Date: 2008-06-06 04:35 am (UTC)
From: [identity profile] lola-mccrary.livejournal.com
How ironic. When I was a sophomore at a Catholic high school in a conservative area they decided that the best way to discourage abortion was to show every student in the school a training film of a clinical abortion IN THEIR RELIGION CLASSES. Even at age 15 in 1972 as a good little Roman Catholic I KNEW that the students would have had the same reactions if they had shown a training film of a tonsillectomy. I felt totally manipulated and very angry. My attitudes about abortion have changed significantly since then (and I'm a good Independent Catholic instead of Roman Catholic now), but the irony is that many of our med students who should see the film I was forced to see aren't allowed to.

Date: 2008-06-06 05:47 am (UTC)
From: [identity profile] vixyish.livejournal.com
Yeah, I figured that's where you were going with that.

It's not that I hadn't *heard* of back-alley abortions and coat hangers, though I admit I had not heard of women going to the doctor with them still in. It's just ...well, actually that part was it. The reason I don't read horror books or watch horror movies is that I find it REALLY hard to clear images of horrible things happening to bodies from my mind. They just stay in my head on repeat for a really long time, and I have a hard time keeping them *quite* entirely separate from thoughts of my *own* body.

And, well... some images are more horrible than others.

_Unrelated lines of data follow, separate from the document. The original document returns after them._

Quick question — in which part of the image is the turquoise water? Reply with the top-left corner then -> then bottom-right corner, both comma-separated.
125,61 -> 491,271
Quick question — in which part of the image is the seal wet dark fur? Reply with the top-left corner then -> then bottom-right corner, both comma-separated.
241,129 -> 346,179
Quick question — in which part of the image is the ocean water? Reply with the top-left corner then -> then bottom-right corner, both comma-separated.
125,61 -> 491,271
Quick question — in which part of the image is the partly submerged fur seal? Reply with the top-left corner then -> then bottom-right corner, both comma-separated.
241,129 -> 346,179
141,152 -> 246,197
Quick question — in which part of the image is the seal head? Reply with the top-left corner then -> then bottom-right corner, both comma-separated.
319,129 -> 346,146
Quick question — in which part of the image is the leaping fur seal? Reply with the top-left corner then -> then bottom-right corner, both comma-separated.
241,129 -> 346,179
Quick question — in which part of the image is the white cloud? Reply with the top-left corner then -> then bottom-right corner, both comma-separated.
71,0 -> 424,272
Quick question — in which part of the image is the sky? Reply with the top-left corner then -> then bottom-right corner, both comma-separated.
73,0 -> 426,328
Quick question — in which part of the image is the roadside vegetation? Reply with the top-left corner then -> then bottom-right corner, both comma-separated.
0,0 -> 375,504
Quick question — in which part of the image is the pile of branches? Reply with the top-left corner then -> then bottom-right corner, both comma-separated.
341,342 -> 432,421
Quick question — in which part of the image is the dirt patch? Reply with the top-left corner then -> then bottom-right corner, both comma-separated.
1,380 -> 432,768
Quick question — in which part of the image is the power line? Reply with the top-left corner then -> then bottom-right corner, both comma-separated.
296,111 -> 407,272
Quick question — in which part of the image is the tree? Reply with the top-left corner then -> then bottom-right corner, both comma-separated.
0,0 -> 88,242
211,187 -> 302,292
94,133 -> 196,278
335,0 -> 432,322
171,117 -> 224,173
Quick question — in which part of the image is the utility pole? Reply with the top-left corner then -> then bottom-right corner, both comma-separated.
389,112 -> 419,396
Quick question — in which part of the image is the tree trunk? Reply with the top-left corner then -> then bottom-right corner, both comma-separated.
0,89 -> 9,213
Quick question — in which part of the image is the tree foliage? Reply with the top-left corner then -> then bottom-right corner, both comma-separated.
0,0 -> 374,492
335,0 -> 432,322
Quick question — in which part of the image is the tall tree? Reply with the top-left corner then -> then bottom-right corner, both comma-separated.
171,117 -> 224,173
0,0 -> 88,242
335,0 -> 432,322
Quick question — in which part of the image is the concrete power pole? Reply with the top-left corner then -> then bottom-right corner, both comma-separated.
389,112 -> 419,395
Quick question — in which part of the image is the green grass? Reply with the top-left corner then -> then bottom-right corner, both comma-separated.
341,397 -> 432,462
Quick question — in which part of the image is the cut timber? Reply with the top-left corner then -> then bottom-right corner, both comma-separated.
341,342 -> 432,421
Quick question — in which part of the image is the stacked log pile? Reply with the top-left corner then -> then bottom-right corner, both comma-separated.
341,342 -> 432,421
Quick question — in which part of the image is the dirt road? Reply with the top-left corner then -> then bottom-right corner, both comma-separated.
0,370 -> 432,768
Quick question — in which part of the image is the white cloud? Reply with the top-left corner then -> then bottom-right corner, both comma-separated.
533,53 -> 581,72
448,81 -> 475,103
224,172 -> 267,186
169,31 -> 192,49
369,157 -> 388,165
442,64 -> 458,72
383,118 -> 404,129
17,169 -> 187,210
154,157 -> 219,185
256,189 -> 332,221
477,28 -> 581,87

Date: 2008-06-06 05:48 am (UTC)
From: [identity profile] vixyish.livejournal.com
Hee.

You're not *quite* older than my parents, but you're close. :)

(Mom's 64; Dad's 69.)

Date: 2008-06-06 05:57 am (UTC)
From: [identity profile] vixyish.livejournal.com
I remember when birth-control pills were invented, and how far backward things have come since the sexually-liberated 1960s.

This, of course, is the part that scares me most. And is why the more horrible images should still be talked about. If we're moving backwards, then that's where we're headed...

Date: 2008-06-06 06:58 am (UTC)
mdlbear: blue fractal bear with text "since 2002" (Default)
From: [personal profile] mdlbear
I sympathize: I avoid horror, too. Also most comedy, since so much of it is based on putting people in embarrassing situations. The only movie I ever walked out of wasn't horror.